We next address those arguments raised by Weiss relating to the September 2012 order of Judge Cavanagh. The sole issue in contest after the entry of that order was whether an equitable lien existed on the property that was superior to Investors's lien. Nonetheless, on appeal, Weiss argues: (a) the issue of service of the foreclosure complaint; (b) that Investors's lien was void because it did not meet the definition of a "construction mortgage"; and (c) unjust enrichment. These issues were part of the matter Judge Cavanagh dismissed with prejudice.
Appeals as of right to our court are limited to final judgments of the trial courts with limited exceptions. R. 2:2-3(a)(1). As the Supreme Court recently reaffirmed:
Generally, an order is considered final if it disposes of all issues as to all parties. Thus, in a multi-party, multi-issue case, an order granting summary judgment, dismissing all claims against one of several defendants, is not a final order subject to appeal as of right until all claims against the remaining defendants have been resolved by motion or entry of a judgment following a trial.A notice of appeal from a final order must be filed within forty-five days. R. 2:4-1(a).
[Silviera-Francisco v. Board. of Educ. of City of Elizabeth, 224 N.J. 126, 136 (2016) (citations omitted)]
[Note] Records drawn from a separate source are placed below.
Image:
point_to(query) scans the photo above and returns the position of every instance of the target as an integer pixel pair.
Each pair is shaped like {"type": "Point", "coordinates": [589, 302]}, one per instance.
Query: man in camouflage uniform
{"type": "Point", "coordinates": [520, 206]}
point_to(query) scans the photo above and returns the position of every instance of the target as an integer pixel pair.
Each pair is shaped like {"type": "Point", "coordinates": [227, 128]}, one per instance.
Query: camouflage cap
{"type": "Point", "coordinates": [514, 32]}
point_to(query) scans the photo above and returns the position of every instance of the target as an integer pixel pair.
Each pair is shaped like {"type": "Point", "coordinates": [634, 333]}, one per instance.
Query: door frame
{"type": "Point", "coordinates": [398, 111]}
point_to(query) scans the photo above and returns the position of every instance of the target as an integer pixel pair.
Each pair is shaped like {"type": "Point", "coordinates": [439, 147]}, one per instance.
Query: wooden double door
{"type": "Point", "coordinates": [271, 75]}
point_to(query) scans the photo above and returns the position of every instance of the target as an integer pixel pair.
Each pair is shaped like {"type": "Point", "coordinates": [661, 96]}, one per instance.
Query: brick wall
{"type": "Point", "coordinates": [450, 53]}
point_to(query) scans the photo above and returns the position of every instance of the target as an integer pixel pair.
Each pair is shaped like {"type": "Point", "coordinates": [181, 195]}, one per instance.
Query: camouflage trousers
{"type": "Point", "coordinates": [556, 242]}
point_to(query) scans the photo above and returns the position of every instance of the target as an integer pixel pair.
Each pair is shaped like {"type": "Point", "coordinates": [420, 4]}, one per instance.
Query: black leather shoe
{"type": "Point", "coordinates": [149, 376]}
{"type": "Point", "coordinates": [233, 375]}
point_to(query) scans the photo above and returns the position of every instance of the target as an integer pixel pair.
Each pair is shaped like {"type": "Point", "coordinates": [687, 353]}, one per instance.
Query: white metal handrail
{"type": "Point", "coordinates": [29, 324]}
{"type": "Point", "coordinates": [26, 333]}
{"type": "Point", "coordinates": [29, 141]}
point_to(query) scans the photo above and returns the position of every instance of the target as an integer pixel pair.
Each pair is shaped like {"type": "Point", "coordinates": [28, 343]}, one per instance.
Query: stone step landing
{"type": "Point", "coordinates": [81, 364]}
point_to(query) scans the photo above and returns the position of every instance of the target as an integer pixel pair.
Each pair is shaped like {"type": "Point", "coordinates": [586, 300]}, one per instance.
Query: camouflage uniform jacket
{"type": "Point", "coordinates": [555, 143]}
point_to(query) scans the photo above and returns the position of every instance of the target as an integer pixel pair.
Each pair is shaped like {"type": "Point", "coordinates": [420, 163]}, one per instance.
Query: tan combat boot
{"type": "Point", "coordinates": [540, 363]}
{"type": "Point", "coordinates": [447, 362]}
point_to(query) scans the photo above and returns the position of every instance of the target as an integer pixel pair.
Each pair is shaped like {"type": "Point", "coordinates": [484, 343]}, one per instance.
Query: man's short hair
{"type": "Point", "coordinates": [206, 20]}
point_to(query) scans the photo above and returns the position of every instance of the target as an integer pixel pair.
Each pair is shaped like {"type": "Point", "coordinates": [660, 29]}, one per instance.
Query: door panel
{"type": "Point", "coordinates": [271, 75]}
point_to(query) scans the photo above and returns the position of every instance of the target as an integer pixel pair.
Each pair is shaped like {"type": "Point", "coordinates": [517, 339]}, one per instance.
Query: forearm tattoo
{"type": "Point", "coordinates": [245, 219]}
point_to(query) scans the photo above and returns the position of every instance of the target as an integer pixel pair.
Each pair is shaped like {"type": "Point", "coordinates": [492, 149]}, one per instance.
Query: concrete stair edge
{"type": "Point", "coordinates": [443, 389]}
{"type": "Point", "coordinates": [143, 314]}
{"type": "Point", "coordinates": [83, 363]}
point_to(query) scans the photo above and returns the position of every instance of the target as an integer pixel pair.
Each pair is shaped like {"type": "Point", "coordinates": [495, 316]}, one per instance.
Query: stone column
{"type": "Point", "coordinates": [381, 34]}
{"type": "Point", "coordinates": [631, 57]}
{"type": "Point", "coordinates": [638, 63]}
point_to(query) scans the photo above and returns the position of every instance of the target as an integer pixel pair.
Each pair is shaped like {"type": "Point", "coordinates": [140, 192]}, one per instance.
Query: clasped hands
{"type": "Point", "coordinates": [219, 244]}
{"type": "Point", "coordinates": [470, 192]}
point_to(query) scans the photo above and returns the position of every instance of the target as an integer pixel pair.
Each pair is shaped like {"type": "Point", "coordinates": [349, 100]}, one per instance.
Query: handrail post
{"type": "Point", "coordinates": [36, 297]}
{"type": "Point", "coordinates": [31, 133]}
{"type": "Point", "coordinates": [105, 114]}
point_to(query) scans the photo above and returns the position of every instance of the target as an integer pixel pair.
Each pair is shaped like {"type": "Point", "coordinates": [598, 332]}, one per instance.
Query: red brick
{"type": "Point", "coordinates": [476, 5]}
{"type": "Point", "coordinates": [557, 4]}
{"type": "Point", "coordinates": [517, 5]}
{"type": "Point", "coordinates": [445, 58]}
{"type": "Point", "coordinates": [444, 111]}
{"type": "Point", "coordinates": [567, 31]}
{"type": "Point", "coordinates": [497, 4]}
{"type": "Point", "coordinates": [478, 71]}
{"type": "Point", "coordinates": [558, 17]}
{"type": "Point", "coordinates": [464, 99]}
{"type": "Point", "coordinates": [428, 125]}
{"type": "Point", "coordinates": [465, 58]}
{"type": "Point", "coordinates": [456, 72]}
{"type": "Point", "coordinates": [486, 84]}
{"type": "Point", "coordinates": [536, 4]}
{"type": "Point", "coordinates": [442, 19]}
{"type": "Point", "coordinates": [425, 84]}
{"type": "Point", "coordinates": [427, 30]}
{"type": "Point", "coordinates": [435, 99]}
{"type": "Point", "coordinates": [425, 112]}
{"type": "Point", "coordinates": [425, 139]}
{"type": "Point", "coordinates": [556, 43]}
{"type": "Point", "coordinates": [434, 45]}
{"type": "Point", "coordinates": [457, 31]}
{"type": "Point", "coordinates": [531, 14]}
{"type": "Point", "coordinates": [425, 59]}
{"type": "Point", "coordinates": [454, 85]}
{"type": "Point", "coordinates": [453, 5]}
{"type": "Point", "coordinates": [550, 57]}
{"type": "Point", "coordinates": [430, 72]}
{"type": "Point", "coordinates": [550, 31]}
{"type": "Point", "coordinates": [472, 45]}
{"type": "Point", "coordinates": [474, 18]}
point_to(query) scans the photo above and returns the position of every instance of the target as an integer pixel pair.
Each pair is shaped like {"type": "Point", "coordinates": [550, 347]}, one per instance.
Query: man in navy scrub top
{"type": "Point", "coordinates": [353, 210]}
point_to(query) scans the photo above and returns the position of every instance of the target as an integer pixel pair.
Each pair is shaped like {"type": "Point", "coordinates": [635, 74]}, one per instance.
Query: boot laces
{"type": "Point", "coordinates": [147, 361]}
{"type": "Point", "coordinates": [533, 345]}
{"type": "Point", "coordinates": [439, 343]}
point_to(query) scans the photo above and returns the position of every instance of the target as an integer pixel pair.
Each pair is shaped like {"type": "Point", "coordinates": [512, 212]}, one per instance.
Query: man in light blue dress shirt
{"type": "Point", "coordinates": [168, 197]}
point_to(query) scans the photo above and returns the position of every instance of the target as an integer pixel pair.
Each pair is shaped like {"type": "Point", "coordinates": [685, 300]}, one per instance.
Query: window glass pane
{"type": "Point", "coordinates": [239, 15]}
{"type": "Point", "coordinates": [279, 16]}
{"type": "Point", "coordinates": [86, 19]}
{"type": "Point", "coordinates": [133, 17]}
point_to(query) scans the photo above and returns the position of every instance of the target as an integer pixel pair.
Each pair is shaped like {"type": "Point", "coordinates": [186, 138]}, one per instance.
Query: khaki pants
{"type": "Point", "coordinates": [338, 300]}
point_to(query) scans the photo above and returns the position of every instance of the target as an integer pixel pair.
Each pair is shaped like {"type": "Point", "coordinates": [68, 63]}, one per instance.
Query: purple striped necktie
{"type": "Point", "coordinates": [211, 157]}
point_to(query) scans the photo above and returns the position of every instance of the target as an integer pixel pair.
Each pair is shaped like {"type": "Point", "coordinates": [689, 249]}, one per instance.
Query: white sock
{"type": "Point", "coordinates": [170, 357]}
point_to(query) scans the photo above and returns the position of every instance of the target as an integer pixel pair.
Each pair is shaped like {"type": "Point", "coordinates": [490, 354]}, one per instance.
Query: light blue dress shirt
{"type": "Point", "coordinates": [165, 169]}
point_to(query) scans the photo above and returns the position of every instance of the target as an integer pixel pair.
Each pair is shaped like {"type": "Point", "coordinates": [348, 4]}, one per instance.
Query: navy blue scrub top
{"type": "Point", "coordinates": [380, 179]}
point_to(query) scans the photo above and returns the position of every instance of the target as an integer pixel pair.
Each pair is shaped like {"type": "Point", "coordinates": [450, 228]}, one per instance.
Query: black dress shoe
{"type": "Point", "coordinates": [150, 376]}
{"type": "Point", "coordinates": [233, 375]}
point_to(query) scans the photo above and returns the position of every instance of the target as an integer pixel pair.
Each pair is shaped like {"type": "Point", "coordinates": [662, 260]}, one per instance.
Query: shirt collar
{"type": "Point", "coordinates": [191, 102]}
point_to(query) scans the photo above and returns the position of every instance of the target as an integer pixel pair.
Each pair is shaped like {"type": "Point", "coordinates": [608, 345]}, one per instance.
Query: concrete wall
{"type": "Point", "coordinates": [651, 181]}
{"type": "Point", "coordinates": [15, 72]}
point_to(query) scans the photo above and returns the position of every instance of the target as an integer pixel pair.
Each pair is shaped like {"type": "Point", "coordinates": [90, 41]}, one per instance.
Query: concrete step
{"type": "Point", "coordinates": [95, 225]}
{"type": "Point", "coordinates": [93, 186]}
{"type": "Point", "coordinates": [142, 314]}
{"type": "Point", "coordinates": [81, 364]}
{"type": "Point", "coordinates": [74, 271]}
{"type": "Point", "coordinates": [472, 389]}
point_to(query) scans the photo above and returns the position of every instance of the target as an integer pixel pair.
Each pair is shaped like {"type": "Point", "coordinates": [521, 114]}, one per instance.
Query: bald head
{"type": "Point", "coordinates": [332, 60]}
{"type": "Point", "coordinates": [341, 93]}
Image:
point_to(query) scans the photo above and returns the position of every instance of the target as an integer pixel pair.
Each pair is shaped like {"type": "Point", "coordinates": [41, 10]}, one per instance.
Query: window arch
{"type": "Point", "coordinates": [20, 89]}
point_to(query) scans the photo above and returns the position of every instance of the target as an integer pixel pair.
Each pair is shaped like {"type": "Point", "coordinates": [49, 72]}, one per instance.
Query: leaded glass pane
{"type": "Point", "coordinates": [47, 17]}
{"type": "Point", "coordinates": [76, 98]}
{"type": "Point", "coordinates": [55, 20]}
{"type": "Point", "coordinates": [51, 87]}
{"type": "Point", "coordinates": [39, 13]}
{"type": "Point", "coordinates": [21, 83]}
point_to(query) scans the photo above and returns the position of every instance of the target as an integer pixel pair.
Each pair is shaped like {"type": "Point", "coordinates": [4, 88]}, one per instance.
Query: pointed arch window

Judge Cavanagh's order is final not interlocutory because it dismissed with prejudice all of Weiss's claims in his OTSC. Weiss did not file a notice of appeal within forty-five days of this final order. Even were we to conclude that the order was not final, Weiss did not identify Judge Cavanagh's order in his notice of appeal. An appeal is limited to those judgments or orders, or parts thereof, designated in the notice of appeal. Pressler & Verniero, Current N.J. Court Rules, cmt. 6.1 on R. 2:5-1(f)(1)(2018); see also Campagna ex rel. Greco v. Am. Cyanamid Co., 337 N.J. Super. 530, 550 (App. Div. 2001) (refusing to consider a challenge to an order not listed in the notice of appeal).
Affirmed. I hereby certify that the foregoing is a true copy of the original on file in my office.